After we had crossed the bridge over the Stanislaus River, Herb pulled off the road, got out to kick the tires and check the chains holding the logs to see if any adjustments needed to be made before starting up the long grade into Sonora. I too, jumped out of the cab to kick some tires and yank on some chains just like Herb. I informed him that things looked pretty good so we proceeded onward.


When we arrived at Pickering to unload, I was feeling like the most important kid on earth. In my mind, I believe I supervised the entire unloading operation and more. Afterward, Herb took me to a little coffee shop in Sonora. He ordered a hamburger and coffee. I ordered a hamburger and coffee. He grinned and told me to change that to a milkshake.
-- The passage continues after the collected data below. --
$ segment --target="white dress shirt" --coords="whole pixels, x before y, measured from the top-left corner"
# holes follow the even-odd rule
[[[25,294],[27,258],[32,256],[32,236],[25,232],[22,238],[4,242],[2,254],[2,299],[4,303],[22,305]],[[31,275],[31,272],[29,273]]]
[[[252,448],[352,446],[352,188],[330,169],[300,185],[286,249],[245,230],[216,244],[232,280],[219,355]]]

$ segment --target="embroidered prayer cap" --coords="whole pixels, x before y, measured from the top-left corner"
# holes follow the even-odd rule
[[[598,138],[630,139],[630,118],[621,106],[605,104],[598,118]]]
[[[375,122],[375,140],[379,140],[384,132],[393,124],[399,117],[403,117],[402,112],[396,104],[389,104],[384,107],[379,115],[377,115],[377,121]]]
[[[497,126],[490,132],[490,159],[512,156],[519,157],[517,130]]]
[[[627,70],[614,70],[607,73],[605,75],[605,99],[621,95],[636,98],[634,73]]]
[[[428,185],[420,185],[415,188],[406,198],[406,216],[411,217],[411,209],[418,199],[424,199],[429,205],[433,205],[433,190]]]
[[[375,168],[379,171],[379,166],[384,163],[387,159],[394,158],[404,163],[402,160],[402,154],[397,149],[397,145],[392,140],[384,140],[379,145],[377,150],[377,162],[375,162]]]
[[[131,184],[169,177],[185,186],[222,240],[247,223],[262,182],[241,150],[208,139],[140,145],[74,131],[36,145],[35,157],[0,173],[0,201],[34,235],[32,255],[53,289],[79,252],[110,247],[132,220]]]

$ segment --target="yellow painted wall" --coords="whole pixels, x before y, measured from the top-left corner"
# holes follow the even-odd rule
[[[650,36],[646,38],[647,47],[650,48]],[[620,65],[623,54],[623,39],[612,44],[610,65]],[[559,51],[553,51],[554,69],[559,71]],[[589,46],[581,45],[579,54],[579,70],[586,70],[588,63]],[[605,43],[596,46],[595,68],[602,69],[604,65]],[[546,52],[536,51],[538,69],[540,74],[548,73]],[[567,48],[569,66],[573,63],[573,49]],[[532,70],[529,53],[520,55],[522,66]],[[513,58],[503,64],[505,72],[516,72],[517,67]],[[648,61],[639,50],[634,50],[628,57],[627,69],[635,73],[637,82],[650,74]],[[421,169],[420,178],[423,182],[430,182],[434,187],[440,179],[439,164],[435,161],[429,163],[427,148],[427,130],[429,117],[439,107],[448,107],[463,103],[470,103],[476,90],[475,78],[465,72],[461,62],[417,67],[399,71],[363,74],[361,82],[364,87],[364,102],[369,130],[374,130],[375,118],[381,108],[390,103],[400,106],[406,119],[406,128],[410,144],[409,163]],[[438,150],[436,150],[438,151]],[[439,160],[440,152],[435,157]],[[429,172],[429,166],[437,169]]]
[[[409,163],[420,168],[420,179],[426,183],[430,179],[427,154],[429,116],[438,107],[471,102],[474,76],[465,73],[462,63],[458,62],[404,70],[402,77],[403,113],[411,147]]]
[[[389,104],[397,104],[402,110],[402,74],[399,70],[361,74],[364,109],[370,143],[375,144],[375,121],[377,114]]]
I changed it to a milkshake!


It was late afternoon when he dropped me off, this time in front of Winkler’s Store. I slid out of the cab and told him to wait a minute while I kicked the tires. I wanted to make sure he would make it home safely without me.


That was nearly 50 years ago, but that ride is forever etched in my memory because a hard working truck driver, Herb Dahlberg, gave a young boy one fine day.